I’m still way behind on my email and blogreading, but I’ll go ahead and mention 2-3 things that I’ve come up to speed on.
I was happy to see that by the time I heard of some issues, they were already resolved. On June 16th, Matt Mullenweg posted that he’d been banned from Google. Happily, Matt kept updating the status as he learned more. It turns out that someone had uncovered Matt’s password by scouring the source code for a new project Matt was working on. The bad guy flipped on a privacy feature on Matt’s blog that added a “noindex” meta tag. And we know what the noindex tag does. When Matt figured this out, he removed the noindex tag and he’s back in Google now. In general, if your server is down for a few days and Googlebot can’t crawl your pages, those pages can drop out of our index. But when the pages are alive again, Google will often find the pages quickly and you should usually return to where you were before.
Ruslan Abuzant noticed what looked like a fragment of a server status page. He posted over at Digital Point Forums, and people there debated if the fragment was real or not. Yes, it was real. No, I’m not going to comment on what any of it means. 🙂 Folks have taken steps to keep it from happening in the future, but personally, I think that we need to start including some extra settings for fun. I’d say that we should add
–initial_time_travel_wormhole=”Wednesday, December 31 1969 11:11 pm”
Let’s see, what else.
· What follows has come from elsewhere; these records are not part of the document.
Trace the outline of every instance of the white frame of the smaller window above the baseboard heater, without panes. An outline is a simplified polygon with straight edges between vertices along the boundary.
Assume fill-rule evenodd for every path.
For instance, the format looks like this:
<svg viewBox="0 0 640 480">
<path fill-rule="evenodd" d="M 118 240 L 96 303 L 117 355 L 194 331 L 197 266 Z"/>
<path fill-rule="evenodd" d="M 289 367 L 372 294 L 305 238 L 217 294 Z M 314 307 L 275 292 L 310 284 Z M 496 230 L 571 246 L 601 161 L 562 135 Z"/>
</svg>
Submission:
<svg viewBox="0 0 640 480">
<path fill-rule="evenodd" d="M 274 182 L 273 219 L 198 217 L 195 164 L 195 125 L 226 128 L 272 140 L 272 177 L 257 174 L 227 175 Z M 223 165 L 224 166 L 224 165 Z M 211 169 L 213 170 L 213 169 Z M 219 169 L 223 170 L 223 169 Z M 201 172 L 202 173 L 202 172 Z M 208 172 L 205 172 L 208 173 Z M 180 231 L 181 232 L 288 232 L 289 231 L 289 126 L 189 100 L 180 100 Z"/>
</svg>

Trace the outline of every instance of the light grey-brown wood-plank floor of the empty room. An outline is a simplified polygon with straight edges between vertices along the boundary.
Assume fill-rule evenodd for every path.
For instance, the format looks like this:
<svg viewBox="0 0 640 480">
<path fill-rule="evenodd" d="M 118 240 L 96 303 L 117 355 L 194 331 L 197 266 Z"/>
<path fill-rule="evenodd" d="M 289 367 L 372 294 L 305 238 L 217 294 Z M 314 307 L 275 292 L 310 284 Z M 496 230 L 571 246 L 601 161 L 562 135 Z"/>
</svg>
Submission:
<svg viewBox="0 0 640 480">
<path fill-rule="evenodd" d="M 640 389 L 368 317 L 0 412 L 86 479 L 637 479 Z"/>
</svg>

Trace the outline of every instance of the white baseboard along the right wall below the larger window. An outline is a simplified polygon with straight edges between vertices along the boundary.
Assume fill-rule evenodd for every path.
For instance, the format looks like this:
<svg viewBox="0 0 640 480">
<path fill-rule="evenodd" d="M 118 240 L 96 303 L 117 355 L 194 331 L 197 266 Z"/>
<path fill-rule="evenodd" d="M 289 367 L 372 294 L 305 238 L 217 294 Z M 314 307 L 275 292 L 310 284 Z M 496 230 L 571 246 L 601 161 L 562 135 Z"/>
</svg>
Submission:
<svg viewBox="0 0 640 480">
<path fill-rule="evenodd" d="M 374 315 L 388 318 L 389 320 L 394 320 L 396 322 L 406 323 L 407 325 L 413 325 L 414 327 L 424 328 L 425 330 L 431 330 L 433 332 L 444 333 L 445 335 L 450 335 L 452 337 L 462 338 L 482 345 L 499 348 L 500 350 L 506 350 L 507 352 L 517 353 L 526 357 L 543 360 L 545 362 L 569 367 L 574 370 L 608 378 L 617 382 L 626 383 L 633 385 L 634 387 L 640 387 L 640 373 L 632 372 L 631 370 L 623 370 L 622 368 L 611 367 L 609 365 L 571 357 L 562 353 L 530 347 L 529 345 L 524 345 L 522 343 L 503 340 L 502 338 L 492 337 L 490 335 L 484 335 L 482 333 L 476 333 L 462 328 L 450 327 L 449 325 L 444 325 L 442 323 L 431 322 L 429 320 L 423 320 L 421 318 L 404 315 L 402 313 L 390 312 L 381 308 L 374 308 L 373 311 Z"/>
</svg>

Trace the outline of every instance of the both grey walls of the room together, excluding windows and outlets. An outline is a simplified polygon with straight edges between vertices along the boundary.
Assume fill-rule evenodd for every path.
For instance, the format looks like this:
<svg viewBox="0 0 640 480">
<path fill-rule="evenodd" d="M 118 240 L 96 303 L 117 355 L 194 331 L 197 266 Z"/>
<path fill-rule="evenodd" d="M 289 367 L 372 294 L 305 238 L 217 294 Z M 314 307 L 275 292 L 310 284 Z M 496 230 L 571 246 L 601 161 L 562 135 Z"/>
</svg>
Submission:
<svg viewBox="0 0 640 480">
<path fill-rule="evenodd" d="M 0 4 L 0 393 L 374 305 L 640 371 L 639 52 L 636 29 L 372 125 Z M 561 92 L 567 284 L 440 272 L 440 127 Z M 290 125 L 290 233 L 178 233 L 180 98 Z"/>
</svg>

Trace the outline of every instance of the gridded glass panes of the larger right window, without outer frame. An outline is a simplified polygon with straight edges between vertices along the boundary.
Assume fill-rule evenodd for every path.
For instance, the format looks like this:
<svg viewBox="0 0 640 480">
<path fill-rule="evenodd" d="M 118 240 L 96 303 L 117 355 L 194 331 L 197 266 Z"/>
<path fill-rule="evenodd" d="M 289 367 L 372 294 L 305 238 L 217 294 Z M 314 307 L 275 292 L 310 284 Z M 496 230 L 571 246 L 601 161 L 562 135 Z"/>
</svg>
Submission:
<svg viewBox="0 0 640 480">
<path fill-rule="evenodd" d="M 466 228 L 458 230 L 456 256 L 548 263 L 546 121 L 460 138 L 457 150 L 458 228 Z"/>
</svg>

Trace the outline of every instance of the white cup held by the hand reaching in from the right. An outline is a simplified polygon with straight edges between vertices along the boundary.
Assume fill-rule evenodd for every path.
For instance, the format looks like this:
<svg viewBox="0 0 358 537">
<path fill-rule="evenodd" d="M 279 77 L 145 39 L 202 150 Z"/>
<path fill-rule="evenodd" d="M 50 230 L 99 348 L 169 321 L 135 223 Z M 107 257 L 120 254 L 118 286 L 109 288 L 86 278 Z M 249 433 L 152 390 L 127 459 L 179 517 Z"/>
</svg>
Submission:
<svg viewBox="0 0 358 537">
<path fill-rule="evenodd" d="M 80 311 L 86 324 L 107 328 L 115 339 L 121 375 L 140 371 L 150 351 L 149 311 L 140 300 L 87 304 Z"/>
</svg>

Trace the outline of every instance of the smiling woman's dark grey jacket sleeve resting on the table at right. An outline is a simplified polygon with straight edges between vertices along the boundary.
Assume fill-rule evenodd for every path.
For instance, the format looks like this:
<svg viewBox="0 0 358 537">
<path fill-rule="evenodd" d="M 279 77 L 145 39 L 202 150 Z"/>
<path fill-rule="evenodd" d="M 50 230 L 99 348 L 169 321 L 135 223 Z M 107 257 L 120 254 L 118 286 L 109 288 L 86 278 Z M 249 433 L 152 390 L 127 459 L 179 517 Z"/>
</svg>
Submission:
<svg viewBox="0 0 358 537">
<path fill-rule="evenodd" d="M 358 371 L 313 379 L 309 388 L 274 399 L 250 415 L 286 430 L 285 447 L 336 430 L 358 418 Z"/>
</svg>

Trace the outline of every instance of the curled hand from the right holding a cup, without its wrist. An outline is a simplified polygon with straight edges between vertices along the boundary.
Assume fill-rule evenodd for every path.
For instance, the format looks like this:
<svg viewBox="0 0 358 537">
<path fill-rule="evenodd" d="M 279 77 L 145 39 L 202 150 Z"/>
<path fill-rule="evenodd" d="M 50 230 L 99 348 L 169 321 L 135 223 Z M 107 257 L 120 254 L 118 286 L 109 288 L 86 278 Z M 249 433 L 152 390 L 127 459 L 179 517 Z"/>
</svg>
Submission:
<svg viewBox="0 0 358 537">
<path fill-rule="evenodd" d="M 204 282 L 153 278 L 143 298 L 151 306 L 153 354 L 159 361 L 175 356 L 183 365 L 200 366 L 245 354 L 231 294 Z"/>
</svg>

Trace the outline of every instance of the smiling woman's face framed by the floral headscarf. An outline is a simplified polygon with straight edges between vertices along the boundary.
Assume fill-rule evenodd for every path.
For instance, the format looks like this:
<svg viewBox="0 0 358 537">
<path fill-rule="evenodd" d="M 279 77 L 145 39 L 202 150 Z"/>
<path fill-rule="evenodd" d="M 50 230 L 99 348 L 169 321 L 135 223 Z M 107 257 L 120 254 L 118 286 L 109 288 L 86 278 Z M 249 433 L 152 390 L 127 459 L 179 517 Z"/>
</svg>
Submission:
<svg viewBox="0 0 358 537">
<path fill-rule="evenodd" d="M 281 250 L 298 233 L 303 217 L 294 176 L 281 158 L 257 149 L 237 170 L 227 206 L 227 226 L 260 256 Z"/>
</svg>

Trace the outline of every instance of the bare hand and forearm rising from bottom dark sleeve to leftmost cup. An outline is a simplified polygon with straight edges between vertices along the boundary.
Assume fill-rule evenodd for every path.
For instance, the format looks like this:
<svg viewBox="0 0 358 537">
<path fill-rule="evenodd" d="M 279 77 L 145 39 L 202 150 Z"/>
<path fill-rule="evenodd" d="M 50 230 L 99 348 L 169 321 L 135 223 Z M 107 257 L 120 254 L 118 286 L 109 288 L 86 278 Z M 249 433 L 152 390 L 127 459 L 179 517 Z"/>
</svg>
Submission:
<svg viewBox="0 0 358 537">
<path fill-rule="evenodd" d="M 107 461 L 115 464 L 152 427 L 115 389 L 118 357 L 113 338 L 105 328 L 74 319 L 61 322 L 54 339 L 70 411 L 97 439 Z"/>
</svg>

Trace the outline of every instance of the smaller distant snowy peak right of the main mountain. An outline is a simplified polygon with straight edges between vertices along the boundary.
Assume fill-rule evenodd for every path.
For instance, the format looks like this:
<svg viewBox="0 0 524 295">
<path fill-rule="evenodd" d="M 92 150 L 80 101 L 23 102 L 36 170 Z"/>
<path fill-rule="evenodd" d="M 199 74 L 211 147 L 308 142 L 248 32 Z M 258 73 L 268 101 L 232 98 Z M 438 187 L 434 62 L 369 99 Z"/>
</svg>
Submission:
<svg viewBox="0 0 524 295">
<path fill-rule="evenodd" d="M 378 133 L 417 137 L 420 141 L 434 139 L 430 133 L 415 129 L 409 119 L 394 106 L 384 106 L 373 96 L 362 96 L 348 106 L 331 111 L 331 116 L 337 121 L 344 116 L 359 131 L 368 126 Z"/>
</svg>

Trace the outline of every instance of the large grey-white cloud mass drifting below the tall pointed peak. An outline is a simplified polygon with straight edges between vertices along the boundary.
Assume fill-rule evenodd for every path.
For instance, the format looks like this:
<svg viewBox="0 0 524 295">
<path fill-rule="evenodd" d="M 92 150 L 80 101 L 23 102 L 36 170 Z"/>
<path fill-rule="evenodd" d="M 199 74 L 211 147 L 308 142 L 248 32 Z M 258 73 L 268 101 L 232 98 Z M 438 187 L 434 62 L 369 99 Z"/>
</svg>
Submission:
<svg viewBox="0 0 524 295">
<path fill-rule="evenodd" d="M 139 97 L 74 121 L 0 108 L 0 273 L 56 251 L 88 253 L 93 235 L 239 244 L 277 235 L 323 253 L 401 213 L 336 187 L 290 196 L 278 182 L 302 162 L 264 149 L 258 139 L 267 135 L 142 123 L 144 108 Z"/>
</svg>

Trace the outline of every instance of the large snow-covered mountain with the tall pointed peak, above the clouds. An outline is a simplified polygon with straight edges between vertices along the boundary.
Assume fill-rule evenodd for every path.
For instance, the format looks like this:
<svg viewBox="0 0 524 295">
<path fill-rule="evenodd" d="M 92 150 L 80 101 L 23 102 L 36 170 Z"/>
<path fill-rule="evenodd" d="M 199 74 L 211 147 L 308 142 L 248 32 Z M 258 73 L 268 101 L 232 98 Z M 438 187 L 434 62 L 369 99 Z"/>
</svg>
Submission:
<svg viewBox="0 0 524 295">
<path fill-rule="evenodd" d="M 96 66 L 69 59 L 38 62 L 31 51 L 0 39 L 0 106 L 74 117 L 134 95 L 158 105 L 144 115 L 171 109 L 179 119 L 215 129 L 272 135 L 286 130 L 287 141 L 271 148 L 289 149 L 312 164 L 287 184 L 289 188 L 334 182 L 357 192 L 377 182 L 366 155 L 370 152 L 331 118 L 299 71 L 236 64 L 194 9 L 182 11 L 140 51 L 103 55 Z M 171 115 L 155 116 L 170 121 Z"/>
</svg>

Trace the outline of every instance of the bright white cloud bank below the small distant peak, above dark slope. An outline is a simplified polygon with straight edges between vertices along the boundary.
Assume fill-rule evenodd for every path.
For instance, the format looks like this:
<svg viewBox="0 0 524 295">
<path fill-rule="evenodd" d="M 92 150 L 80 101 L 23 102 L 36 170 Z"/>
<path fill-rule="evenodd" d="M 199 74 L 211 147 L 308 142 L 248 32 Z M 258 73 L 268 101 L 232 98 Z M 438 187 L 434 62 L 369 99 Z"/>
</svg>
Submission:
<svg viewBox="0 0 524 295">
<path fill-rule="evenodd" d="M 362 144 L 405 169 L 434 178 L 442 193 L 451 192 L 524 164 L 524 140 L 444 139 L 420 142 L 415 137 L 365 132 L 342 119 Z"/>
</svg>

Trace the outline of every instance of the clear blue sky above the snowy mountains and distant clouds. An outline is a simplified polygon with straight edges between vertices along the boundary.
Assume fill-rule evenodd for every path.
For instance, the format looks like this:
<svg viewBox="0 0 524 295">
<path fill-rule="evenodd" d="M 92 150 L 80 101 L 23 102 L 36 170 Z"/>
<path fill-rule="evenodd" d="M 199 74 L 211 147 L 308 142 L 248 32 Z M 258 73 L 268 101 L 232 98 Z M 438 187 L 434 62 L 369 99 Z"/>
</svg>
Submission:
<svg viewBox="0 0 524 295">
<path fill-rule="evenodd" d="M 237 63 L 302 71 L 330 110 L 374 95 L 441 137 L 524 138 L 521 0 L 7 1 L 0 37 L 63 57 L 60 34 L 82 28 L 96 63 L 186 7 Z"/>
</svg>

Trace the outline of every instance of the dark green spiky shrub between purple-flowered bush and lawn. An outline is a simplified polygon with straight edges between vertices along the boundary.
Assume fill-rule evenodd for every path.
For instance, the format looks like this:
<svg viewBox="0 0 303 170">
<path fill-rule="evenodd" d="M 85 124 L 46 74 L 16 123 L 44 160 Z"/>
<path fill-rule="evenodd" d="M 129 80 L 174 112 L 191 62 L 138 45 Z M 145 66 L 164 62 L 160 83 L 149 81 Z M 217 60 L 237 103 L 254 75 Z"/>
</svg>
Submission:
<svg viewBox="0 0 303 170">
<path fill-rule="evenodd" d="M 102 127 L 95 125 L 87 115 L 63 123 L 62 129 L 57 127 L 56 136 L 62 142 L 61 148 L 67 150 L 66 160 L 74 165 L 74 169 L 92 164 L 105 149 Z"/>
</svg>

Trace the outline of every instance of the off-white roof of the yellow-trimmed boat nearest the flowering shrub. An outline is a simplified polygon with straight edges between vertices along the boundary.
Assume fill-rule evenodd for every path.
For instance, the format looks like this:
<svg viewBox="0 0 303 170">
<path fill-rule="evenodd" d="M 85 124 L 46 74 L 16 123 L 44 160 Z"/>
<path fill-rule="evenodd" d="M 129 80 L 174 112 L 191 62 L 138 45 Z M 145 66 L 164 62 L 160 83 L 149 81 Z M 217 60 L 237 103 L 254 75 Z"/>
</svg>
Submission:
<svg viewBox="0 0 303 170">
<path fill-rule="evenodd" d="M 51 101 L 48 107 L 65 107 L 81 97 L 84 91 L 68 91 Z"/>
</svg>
When I saw the obligatory “Google found data we didn’t want indexed” article that I missed while I was gone, I almost didn’t bother to ask around. Barry covered this story pretty well when he noted that Googlebot doesn’t go around guessing passwords. I assumed that someone left the information lying out somehow, or that there was a hyperlink out on the web with a username and password embedded in it. When I had a chance to talk to a colleague back at Google, I got a little more info though. He said he didn’t mind if I reprinted what he found:
The URL was on a server that this school district thought was password-protected. Before they took down the server, I was able to retrieve the live URL. I was getting a username/password login page with a regular Firefox user agent, but I got a server error when I changed the UA as Googlebot. I changed back to Firefox and was able to retrieve the username/password page again. It seems their document system was cloaking to Gbot, likely unbeknownst to the people who are writing us now and requesting the removal.
That’s my best guess for how the information got into Google. Of course it’s a moot point now because the urls are no longer in Google. But that’s what prompted me to write a short/sweet “How to herd Googlebot” post. If you administer a web server which has information that you don’t want to be public, it’s easier to exclude content in advance than to try to remove it from search engines later.
Again, I’m still catching up, but I’m planning to discuss at least a couple more things that I missed while I was on vacation.